Per-service cost breakdown

convox cost --app myapp returns a breakdown array with the cumulative spend, instance type, and bucket name for every service that has been observed running this month. The breakdown grows over the month and resets to zero at month rollover alongside currentMonthSpendUsd.

Two reserved buckets appear alongside service names:

  • _build: spend for build pods, bucketed away from the service being built so the named service's normal-operation cost stays uninflated.
  • _unattributed: spend for pods with no service label (system sidecars, autoscaler components, anything not user-deployed). Kept visible without inflating any user-deployed service's row.

Edge cases:

  • Service deleted mid-month. The deleted service's accumulated spend remains in the breakdown until month rollover. You ran the service for part of the month, so its cost stays attributed for that month.
  • Service renamed mid-month. The old name keeps its pre-rename spend; the new name accumulates from the rename point forward. Both rows appear until rollover and sum to the correct app total.
  • Per-app entry cap. The breakdown holds up to 1000 services per app.

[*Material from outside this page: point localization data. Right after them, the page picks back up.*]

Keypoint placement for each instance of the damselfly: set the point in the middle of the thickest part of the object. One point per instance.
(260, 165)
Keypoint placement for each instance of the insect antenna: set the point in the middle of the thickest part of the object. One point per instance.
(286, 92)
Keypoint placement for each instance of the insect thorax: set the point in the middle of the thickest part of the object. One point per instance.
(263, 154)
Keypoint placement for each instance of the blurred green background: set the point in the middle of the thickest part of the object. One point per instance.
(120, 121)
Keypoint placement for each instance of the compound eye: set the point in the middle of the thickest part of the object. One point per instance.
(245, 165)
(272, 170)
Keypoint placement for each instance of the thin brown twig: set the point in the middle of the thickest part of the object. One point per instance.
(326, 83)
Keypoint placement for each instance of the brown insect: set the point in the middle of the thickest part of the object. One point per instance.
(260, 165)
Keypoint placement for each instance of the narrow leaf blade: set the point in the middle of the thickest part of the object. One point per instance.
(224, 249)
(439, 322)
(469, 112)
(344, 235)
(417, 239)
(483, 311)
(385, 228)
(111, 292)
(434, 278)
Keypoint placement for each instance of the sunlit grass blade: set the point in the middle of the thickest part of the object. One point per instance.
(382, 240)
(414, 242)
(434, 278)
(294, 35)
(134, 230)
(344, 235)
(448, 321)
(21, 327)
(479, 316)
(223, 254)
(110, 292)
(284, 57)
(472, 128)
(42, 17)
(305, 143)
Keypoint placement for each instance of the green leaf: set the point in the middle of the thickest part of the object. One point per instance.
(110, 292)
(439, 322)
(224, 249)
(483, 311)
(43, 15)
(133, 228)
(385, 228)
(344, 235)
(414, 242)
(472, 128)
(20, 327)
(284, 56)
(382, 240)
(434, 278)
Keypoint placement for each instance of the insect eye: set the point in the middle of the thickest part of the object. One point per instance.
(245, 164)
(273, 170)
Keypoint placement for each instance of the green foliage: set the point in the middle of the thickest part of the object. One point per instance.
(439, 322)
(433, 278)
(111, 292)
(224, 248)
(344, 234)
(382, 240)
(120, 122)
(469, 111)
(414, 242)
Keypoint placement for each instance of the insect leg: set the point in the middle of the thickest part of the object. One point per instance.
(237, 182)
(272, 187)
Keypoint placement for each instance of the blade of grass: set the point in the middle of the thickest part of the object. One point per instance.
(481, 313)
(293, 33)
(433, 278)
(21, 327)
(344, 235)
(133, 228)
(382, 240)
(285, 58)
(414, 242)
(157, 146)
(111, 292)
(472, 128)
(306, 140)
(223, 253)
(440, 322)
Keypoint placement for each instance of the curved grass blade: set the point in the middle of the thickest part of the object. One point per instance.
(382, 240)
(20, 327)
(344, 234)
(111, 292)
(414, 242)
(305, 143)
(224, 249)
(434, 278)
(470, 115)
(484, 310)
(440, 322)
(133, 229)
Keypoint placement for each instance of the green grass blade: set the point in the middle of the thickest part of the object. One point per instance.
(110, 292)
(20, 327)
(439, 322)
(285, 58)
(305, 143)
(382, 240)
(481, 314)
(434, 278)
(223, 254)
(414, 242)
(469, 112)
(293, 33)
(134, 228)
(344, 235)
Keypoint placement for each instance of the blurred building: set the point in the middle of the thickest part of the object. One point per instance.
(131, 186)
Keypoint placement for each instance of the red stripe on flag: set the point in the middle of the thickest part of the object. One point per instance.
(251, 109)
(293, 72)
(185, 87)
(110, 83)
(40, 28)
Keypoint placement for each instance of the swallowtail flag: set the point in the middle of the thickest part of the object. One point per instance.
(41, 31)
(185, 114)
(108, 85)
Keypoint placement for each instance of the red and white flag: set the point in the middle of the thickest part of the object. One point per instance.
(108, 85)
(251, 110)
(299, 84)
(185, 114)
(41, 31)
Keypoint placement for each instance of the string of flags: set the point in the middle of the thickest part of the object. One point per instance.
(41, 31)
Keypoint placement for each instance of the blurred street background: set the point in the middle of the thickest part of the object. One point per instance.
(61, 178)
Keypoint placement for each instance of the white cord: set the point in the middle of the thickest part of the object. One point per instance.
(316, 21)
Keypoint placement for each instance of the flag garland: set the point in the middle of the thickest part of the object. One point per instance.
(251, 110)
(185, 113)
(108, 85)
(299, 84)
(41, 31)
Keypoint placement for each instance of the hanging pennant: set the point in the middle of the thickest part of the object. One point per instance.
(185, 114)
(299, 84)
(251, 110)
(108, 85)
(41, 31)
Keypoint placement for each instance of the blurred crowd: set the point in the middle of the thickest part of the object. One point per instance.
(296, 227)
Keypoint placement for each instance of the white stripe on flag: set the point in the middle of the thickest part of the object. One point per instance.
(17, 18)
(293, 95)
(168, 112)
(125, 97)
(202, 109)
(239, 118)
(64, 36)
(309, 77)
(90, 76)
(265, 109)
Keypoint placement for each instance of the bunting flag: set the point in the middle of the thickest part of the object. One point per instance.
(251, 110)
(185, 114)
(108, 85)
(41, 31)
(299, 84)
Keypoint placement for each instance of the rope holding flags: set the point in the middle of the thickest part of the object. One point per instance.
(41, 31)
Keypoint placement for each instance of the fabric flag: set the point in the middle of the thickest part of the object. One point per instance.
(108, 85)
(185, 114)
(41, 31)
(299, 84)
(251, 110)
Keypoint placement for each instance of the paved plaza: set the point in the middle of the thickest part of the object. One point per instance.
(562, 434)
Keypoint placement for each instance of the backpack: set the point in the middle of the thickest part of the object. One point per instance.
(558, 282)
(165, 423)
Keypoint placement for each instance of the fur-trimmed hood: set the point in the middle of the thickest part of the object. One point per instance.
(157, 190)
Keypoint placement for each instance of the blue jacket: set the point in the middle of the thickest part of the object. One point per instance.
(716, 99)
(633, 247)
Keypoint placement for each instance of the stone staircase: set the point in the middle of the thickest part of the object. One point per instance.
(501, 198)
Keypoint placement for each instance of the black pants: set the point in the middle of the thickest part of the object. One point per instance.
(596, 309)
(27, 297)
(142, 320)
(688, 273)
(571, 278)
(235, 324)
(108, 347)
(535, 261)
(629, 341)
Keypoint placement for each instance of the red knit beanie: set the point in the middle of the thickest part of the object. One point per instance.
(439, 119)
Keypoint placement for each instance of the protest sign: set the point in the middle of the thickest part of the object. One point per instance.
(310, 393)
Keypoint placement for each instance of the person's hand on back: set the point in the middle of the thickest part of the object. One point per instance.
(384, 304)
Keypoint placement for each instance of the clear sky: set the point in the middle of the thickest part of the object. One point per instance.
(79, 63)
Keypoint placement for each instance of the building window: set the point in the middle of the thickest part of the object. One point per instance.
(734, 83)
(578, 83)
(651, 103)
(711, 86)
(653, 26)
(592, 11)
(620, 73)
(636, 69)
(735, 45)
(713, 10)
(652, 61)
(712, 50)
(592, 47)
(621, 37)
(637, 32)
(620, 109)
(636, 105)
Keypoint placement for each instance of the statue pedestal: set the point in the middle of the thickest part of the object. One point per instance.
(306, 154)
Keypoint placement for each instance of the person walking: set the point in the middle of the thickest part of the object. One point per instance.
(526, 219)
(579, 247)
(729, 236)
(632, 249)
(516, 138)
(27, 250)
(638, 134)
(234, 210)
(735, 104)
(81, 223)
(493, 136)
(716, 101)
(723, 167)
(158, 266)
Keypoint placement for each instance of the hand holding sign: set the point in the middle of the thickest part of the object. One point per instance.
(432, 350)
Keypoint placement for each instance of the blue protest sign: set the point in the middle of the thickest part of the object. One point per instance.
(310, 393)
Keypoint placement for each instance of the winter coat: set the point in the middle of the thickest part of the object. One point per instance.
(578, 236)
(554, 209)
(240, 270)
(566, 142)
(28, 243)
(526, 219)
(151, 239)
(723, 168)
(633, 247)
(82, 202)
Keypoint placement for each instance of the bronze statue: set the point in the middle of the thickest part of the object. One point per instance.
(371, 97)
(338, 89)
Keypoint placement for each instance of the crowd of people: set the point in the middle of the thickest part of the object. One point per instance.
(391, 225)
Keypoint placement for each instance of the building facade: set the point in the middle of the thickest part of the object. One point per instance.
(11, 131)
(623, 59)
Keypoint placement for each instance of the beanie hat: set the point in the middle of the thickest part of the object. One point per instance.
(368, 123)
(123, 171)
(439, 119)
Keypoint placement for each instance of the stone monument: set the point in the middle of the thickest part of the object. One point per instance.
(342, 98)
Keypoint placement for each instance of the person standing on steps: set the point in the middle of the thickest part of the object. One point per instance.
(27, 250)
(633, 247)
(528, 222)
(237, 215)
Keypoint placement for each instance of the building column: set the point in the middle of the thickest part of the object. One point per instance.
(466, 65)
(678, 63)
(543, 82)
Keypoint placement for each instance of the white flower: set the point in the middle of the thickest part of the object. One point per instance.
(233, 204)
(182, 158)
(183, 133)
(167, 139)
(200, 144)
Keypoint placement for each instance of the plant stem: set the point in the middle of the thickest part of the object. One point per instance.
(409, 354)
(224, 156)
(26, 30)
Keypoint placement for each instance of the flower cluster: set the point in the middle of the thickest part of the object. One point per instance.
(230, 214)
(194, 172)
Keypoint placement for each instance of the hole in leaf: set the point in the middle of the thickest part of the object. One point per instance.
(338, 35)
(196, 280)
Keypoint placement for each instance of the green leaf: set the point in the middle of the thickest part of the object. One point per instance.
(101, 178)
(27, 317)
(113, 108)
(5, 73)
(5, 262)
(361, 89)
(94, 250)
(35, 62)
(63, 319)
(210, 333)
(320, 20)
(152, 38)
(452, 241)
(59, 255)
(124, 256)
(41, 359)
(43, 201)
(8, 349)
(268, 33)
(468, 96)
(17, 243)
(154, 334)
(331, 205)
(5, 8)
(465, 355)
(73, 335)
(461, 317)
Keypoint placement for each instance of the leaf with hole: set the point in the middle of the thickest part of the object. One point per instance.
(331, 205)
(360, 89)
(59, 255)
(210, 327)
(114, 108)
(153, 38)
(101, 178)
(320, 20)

Once full, existing rows keep accumulating but new services are dropped from this month's breakdown, and an app:budget:per-service-truncated event fires. Subscribe via webhook to surface it. Most apps stay well under the cap; if you hit it, check for unbounded service-name churn.
  • Pre-3.24.6 history. Per-service attribution starts populating after upgrade. Spend accumulated before the upgrade remains in the app total (currentMonthSpendUsd) but is not retroactively attributed.
  • Rolling back. Total spend survives a downgrade-then-re-upgrade round trip. Per-service attribution does not; an older rack drops the per-service fields, and the breakdown re-populates after re-upgrading.

The breakdown surfaces in convox cost, the Console budget panel, and the auto-shutdown shutdownOrder: largest-cost ranking. With per-service spends populated, largest-cost shuts down the most expensive service first.

Audit actor

Every budget mutation emits an audit event with an actor field identifying who triggered the action. From 3.24.6 onward, when the request supplies an acknowledging identity (the Console passes the authenticated admin's email, and the CLI derives it from your authenticated identity), the rack records that value as the actor. When no such value is supplied, the rack falls back to the caller derived from the request credentials (typically rack-password for basic-auth clients), preserving pre-3.24.6 behavior.

Operator scripts and webhook receivers ingesting these events should follow the actor-shape guidance in ack_by Derivation.

Troubleshooting

Breaker re-trips immediately after reset

The cap is below current spend. Either raise the cap or wait for month rollover. convox budget show myapp displays current spend versus cap.

Recovery banner persists across cycles

Pre-3.24.6 racks could carry a dismiss timestamp from one shutdown-and-recovery cycle into the next, silently suppressing the new banner. The fix shipped in 3.24.6. For racks already in a stuck state, clear the annotation manually:

$ kubectl annotate ns <rack>-<app> convox.com/budget-recovery-banner-dismissed-

Auto-shutdown fired but services did not scale down

Confirm convox.yml has atCapAction: auto-shutdown set (not block-new-deploys). Check convox budget show myapp for the live state. If the countdown armed but did not fire, it may still be running (notifyBeforeMinutes).

Auto-shutdown fired but I want to keep services running

Run convox budget reset myapp. The plain reset re-enables deploys AND restarts services that were scaled to zero. A cap-raise alone (convox budget cap raise) re-enables deploys but does not restart services. convox budget reset is the recovery path after auto-shutdown has fired.

See Also

Note on terminology: this page covers the per-app monthly spend cap introduced in 3.24.6. The unrelated Karpenter disruption budget (a cluster-level node-scheduling primitive; see Karpenter) shares the word "budget" but is a separate concept with no shared configuration surface.